Generally, however, the courts have zealously safeguarded the ability of Americans to speak their minds, even in what many consider extreme ways, such as flag burning. But that was before the Internet changed things forever.
Now the cause to maintain this precious right has been challenged by deadly protests in the Arab world, which at least partially seem to have resulted from a vicious and malicious assault on the Islamic religion by a shadowy group of American racist troublemakers who knew what they were doing.
By producing a horribly distorted and sick view of Mohammed -- in a video trailer reportedly of such poor quality it would not measure up to an elementary-school home movie project -- they have set off violence that claimed the lives of an American ambassador in Libya and three of his staff, not to mention attacks on U.S. embassies in a half dozen other places.
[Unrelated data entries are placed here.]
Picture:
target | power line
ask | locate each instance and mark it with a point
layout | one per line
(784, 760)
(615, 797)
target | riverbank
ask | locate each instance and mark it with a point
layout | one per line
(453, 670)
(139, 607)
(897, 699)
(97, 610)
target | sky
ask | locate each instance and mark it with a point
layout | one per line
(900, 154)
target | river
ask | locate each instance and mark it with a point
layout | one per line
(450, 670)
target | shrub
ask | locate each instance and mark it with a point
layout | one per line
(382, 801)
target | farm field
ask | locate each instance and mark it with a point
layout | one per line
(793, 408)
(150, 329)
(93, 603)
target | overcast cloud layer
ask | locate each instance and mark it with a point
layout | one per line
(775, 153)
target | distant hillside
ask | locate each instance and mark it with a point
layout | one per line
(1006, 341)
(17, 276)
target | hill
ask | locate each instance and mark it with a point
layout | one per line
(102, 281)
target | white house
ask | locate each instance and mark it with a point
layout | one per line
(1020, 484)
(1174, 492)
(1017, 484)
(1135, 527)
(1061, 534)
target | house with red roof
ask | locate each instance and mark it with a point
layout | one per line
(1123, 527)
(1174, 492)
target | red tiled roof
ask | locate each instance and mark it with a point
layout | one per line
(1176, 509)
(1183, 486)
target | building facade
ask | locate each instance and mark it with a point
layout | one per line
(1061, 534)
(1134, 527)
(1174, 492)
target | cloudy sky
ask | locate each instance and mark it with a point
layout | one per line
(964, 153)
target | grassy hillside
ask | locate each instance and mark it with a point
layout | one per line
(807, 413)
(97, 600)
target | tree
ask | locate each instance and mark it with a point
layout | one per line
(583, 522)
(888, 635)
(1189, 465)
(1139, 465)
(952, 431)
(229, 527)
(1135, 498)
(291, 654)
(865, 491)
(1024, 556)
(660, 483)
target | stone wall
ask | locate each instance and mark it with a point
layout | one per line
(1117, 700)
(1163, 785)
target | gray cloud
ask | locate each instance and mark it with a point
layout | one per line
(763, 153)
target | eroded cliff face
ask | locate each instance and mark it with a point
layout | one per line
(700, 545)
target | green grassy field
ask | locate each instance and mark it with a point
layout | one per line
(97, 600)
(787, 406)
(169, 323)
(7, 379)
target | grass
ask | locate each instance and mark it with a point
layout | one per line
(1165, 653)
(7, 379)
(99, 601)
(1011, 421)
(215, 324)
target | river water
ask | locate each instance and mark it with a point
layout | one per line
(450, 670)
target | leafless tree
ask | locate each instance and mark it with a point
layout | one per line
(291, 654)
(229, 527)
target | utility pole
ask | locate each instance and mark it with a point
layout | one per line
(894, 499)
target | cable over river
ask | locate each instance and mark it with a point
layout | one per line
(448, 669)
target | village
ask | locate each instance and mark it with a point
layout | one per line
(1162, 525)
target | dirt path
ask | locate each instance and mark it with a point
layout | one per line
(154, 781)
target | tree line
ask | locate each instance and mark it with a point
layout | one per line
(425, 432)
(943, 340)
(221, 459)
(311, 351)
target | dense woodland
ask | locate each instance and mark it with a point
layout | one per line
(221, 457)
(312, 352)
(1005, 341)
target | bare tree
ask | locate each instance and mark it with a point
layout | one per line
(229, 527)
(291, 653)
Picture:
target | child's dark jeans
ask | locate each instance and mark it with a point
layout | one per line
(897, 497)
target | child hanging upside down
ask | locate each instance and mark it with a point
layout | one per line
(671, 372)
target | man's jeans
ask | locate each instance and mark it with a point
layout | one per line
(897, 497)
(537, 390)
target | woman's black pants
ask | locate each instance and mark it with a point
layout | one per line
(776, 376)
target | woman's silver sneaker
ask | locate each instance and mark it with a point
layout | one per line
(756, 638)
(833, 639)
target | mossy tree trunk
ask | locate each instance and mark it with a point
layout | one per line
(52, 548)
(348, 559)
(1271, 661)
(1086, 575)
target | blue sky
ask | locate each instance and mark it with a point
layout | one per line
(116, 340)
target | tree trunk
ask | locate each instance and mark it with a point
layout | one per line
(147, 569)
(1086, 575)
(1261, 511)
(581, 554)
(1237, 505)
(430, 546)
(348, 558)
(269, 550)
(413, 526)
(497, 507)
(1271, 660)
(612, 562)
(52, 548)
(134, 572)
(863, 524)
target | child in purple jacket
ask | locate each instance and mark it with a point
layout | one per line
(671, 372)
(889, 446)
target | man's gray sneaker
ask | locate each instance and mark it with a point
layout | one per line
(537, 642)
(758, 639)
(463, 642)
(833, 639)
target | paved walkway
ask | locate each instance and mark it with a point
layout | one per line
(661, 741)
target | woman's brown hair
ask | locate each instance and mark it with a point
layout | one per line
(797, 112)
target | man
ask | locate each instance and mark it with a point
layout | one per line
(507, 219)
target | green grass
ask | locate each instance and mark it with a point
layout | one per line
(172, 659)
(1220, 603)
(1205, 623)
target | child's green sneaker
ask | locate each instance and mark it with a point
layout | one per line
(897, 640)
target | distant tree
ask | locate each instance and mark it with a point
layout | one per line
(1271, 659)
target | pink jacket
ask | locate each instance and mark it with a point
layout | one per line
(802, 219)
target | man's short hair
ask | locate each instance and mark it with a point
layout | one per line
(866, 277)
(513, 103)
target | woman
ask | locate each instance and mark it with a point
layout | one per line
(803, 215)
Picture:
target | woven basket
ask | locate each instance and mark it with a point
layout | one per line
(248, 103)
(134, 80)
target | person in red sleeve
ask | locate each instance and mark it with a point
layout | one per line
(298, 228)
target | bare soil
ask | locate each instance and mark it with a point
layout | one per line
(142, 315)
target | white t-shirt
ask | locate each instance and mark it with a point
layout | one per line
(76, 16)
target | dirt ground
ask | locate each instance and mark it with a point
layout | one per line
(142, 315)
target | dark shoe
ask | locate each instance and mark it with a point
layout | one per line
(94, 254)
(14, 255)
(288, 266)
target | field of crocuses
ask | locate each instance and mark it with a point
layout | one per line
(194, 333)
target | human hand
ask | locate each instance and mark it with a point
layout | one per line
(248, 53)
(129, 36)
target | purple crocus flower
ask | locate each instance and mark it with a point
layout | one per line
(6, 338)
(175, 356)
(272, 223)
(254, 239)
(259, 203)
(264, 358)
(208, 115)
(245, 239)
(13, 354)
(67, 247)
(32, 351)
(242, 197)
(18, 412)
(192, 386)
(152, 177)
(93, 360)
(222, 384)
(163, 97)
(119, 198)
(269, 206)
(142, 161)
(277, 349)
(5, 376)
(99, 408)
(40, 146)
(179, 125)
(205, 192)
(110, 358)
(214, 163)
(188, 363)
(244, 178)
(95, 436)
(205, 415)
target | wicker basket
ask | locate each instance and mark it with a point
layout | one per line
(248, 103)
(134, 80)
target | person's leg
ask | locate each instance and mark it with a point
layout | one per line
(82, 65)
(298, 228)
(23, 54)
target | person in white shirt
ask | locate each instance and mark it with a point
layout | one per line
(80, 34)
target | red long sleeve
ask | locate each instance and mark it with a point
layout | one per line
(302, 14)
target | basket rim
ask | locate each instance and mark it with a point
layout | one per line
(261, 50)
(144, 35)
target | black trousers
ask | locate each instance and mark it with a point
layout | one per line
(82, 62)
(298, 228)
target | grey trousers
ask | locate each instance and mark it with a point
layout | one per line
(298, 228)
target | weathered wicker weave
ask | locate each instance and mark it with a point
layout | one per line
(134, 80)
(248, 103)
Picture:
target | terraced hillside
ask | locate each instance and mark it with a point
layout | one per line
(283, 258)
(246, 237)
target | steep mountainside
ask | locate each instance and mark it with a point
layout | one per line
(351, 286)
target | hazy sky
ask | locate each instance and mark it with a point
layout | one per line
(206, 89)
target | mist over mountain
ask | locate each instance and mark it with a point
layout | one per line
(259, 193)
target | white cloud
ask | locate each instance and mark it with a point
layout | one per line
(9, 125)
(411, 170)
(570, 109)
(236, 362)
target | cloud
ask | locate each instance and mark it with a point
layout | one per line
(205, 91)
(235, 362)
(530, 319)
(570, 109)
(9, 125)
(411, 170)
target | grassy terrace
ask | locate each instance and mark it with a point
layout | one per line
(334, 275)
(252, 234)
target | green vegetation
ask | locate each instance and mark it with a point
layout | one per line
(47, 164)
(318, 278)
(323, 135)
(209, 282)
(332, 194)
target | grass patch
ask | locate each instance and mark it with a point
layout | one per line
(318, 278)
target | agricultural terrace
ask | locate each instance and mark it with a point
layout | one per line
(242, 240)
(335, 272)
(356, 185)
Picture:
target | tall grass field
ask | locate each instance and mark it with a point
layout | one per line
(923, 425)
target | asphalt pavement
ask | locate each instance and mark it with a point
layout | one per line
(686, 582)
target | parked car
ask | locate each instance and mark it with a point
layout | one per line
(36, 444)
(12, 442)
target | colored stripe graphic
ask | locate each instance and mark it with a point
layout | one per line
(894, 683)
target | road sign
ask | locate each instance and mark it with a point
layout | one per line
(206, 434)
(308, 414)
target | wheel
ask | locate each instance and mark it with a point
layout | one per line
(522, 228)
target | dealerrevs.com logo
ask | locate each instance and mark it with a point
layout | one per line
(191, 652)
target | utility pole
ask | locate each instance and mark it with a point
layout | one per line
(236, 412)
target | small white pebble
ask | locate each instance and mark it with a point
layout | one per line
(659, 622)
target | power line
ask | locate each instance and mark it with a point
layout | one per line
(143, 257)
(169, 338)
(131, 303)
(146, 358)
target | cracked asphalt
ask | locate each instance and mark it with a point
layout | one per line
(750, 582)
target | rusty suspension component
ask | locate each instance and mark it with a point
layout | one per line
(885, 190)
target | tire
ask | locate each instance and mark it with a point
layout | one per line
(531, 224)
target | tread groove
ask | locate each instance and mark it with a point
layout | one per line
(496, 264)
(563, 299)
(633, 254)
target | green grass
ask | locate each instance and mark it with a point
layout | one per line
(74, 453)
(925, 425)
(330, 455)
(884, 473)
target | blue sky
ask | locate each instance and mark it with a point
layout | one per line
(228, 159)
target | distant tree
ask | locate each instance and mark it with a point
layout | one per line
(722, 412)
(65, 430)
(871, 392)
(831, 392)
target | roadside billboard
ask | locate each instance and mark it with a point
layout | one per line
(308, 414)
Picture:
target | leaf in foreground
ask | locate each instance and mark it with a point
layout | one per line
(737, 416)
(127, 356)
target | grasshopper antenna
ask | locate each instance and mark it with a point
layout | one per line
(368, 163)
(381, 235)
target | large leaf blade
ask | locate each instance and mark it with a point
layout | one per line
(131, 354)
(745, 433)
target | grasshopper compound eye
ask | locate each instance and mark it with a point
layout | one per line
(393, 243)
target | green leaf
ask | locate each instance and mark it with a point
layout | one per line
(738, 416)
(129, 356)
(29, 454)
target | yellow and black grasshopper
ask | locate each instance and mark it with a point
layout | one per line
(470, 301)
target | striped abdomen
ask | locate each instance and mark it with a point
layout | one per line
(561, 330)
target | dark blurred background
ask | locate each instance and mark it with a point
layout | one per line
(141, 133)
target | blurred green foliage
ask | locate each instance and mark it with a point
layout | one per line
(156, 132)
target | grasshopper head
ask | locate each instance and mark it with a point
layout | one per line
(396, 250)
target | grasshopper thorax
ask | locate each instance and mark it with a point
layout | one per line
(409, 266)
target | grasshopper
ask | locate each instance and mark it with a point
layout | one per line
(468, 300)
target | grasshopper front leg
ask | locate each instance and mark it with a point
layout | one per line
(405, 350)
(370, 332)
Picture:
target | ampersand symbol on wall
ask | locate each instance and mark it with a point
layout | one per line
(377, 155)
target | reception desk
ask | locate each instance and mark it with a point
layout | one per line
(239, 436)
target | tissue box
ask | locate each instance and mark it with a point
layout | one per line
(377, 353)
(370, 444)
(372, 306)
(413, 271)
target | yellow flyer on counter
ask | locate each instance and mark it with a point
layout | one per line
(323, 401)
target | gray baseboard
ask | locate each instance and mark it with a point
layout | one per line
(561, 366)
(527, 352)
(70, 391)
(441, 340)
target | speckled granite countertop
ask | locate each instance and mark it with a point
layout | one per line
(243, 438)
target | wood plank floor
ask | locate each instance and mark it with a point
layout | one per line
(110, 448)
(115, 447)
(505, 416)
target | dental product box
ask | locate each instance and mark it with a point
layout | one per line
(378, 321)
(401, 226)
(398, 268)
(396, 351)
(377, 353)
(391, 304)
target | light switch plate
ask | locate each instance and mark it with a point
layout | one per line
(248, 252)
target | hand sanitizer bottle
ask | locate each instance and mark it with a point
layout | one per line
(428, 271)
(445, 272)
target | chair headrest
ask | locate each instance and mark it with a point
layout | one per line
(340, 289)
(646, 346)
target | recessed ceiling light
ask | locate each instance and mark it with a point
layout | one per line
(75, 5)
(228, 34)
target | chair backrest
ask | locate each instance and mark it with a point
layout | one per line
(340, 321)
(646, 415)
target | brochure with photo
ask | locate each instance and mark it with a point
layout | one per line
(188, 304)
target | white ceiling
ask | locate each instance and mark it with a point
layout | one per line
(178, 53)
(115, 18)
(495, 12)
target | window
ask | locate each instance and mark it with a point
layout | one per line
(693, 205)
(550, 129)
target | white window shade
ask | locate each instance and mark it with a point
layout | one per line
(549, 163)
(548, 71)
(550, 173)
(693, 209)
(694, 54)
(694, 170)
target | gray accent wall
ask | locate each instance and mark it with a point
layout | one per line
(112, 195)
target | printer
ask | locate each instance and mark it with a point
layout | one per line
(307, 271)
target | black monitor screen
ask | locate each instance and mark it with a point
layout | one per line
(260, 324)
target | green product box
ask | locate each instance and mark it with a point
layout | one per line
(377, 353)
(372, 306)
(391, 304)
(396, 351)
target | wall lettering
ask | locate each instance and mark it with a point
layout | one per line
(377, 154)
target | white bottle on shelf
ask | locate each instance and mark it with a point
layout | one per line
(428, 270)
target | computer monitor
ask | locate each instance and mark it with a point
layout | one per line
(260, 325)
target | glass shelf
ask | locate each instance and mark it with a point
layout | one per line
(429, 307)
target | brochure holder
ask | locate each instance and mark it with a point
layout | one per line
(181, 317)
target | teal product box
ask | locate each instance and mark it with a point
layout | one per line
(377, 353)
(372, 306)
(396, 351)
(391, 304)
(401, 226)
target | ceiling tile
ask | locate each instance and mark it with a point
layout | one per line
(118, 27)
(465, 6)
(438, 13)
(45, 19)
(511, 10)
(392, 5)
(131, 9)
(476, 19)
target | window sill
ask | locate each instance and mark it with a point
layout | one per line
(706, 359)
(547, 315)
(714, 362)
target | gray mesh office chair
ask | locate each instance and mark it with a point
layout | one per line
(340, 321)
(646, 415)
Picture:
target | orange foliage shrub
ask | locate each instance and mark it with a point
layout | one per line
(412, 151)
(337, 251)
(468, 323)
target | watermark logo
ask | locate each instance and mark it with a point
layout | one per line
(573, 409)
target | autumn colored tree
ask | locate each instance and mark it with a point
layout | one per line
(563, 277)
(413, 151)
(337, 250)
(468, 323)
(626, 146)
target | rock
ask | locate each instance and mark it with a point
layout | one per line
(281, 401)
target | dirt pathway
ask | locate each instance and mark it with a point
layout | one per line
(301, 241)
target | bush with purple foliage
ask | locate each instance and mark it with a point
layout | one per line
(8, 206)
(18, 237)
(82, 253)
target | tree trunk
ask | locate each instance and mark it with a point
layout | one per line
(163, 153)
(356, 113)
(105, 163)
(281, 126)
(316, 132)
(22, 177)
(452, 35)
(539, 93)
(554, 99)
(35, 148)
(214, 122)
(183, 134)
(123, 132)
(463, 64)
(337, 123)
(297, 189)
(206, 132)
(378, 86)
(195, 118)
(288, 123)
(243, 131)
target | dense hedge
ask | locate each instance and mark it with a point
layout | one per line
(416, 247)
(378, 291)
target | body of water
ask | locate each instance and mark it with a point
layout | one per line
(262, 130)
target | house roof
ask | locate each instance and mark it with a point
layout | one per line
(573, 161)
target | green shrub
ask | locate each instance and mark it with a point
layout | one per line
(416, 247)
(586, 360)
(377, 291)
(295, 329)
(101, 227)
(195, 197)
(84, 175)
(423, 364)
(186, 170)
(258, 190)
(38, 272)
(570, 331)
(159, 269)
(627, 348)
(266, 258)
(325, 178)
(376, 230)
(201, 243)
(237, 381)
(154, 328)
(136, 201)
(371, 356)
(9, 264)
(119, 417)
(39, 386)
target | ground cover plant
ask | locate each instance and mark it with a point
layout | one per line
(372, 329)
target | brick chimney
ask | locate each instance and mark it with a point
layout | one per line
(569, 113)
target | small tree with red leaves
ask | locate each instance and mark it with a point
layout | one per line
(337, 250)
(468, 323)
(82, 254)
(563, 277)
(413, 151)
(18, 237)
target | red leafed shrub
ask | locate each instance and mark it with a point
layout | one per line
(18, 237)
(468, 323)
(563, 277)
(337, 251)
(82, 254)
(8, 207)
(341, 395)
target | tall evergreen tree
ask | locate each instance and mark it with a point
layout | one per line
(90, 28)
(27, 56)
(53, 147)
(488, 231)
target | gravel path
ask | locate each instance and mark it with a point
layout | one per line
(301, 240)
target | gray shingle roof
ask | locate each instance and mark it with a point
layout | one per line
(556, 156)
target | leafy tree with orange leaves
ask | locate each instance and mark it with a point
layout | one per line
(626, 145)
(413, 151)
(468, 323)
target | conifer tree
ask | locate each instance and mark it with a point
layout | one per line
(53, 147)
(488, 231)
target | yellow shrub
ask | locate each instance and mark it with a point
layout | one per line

The 15-minute trailer for this alleged film made its way on to the Internet through YouTube, a subsidiary of Google, where radical elements including al-Qaida are using it as an excuse to further their anti-American aims. They're ensnaring hundreds of just plain devout Muslim folks in their efforts. Meanwhile, one of those involved in the project apparently has gone into hiding, showing he has at least a modicum of sense.
One important question: Have the offensive material's producers overstepped the First Amendment bounds, bringing about murder and mayhem? Can they be prosecuted under the circumstances for action that clearly strains the limits of accepted free speech? Constitutional scholars are certain to be pondering this in the months to come.
More importantly, what responsibility do the Googles and YouTubes of the information highway have in trying to prevent a clear misuse of their enterprises? Even if they institute new rules, how much impact might those have on limitless possibilities for mischief in this electronic nightmare of a world? They must walk a fine line, balancing legitimate speech and criticism with material that is clearly obnoxious, repugnant and intended to incite.
Google has the right to exclude any submission it believes does not meet its own standards of decency. While YouTube banned the video in several countries where it violated laws, that wasn't enough to prevent its exposure elsewhere. It turned down a U.S. request to do so generally. While the company cites a list of reasons for exclusion, fomenting a disturbance apparently isn't one of them.
The Internet has been both bad and good for free speech, breaking down governmental barriers and providing information that hundreds of millions might otherwise never receive. At the same time, it has turned the big U.S. companies that mainly operate on it into First Amendment arbiters with far more judgmental input on these matters than governments have.
Because of unlimited access to global communications, the genie is out of the bottle and can't be put back without doing violence to the basic concept of freedom. The cost of liberty often can be higher than we like, but it is a price we must pay. However, shouldn't it be tempered by common sense?
(Dan Thomasson is former editor of Scripps Howard News Service.)